Raubprozess wurde schon wieder vertagt
Überfälle auf Geldtransporter: Der Entführer von Jan Philipp Reemtsma kam am Mittwoch mit dem Hubschrauber zum Gericht.
Nach einer mehrwöchigen Unterbrechung ist am Mittwoch vor dem Kölner Landgericht der Prozess gegen den Reemtsma-Entführer Thomas Drach (61) fortgesetzt worden – allerdings nur kurz. Ein als Komplize Mitangeklagter litt am Morgen unter schweren Schulterschmerzen. Sein Verteidiger sagte, sein Mandant sei nicht verhandlungsfähig. In den zurückliegenden Wochen waren bereits sechs Verhandlungstage wegen Coronaerkrankungen von „notwendigen Verfahrensbeteiligten“ausgefallen.
Im Anschluss an eine rund 45minütige Beratung des Gerichts wurde der Prozess zunächst auf Freitag vertagt. Der 53-Jährige soll am Donnerstag im Gefängnis geröntgt werden. Je nach Befund soll entschieden werden, ob der Niederländer, wie von seinen Verteidigern gefordert, auch noch einer Computertomografie unterzogen wird.
Die Staatsanwaltschaft wirft Drach Überfälle auf vier Geldtransporter in Köln, Frankfurt am Main und Limburg in den Jahren 2018 und 2019 vor. Bei zwei Taten soll er auf Wachmänner geschossen und sie schwer verletzt haben. Zudem wird Drach auch versuchter Mord zur Last gelegt. Der Niederländer soll sein Komplize gewesen sein. Beide Angeklagten schwiegen bisher zu den Vorwürfen. Sie sollen rund 230.000 Euro erbeutet haben.
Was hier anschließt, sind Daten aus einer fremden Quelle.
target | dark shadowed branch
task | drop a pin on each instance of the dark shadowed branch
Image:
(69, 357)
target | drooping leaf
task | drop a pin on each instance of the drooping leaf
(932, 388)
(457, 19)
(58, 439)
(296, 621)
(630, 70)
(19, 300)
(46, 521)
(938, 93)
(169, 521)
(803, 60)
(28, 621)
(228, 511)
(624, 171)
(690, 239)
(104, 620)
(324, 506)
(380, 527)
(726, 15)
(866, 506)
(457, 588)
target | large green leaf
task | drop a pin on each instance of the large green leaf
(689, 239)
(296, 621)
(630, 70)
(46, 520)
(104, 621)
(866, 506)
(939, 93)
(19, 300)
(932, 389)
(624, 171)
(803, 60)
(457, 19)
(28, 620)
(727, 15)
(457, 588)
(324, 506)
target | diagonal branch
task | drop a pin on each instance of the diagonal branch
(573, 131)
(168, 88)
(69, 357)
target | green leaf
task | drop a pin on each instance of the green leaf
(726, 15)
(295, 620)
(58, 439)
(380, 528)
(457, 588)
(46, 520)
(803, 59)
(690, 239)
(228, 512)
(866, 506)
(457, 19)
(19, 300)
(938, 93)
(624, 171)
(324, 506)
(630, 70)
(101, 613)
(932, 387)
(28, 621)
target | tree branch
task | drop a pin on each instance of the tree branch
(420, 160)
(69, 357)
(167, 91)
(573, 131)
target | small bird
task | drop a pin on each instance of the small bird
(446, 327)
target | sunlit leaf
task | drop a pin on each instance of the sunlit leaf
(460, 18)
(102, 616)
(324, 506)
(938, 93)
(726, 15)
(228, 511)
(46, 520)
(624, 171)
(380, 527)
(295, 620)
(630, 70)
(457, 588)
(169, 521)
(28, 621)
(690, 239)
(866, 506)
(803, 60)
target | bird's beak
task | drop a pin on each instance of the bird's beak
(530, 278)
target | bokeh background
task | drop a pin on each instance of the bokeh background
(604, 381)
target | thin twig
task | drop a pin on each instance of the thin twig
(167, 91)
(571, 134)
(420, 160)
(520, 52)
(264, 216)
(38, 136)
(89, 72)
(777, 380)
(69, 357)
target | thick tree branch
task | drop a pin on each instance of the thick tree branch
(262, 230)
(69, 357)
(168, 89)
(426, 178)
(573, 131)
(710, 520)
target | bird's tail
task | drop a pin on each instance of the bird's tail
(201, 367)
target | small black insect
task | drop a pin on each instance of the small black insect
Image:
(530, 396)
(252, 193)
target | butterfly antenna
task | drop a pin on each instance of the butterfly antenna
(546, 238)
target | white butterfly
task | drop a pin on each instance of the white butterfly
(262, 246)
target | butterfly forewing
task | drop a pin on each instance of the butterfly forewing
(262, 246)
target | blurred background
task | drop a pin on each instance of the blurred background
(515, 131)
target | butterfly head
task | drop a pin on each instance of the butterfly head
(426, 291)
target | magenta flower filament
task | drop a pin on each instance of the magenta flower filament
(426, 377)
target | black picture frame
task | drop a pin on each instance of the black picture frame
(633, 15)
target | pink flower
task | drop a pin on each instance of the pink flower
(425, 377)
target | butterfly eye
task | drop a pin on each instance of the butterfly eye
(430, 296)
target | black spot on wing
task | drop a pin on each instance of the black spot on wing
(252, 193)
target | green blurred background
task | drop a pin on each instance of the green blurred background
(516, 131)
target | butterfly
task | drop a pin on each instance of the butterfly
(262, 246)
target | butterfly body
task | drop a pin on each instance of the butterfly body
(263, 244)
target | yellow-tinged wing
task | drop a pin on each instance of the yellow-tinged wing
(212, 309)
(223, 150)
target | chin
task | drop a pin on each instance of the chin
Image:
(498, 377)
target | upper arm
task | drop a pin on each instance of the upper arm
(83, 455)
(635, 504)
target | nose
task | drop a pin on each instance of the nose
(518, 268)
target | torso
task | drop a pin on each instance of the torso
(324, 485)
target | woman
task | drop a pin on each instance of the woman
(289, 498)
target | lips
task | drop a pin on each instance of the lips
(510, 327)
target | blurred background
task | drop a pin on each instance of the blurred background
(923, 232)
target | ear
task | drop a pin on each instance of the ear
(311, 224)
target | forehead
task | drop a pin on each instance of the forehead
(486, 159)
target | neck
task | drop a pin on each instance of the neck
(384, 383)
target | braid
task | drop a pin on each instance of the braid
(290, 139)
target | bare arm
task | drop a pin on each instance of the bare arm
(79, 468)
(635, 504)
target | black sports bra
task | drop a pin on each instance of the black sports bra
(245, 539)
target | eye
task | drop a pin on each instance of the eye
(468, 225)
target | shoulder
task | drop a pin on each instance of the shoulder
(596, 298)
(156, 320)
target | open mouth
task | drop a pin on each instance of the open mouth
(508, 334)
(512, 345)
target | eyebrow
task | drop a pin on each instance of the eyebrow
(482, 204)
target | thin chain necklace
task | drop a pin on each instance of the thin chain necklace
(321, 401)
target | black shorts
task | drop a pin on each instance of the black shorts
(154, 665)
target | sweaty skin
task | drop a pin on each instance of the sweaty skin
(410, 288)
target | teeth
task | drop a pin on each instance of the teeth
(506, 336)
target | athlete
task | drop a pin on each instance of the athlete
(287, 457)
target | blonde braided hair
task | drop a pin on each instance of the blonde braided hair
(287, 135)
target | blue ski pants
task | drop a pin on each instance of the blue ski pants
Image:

Der Verhandlungsbeginn am Mittwoch hatte sich bereits um eine halbe Stunde verzögert, weil die
Verteidiger bemängelten, zu wenig Platz zu haben. Ein DrachVerteidiger sagte: „Im Tierheim ist mehr Platz.“Nachdem mit weiteren Tischen Abhilfe geschaffen worden war, konnte der Prozess mit knapp einstündiger Verspätung beginnen. Zuvor war Drach Mittwochfrüh erstmals seit Prozessbeginn im Februar mit einem Hubschrauber vom Gefängnis in Köln-Ossendorf zum Landgericht geflogen worden. Die Sicherheitsvorkehrungen für den Prozess sind hoch. Der Angeklagte findet sie übertrieben, ja „lächerlich“. So müsse er mehrfach seine Schuhe ausziehen. „Als wenn ich die da mit den Gummilatschen bewerfe“, sagte er in einer früheren Verhandlung. „Wissen Sie, wie das ist? Wie so eine Komödie von Louis de Funès. Die Hosenscheißer-Brigade.“
Drach hatte im Jahr 1996 den Erben des Hamburger Tabakkonzerns Reemtsma, Jan Philipp Reemtsma, entführt. Nach 33 Tagen ließ er sein Opfer frei – gegen ein Lösegeld von 15 Millionen DMark und 12,5 Millionen Schweizer Franken. Für die Tat verurteilte das Hamburger Landgericht ihn zu 14,5 Jahren Gefängnis. Nach seiner Entlassung 2013 setzte Drach sich ins Ausland ab.
Videoaufnahmen eines Zeugen bei einem Überfall am Flughafen Köln/Bonn brachten die Ermittler schließlich auf die entscheidende Spur, die zu Drach nach Amsterdam führte. 2021 wurde er wegen des Verdachts der nun angeklagten Überfälle in den Niederlanden festgenommen und von dort nach Deutschland ausgeliefert.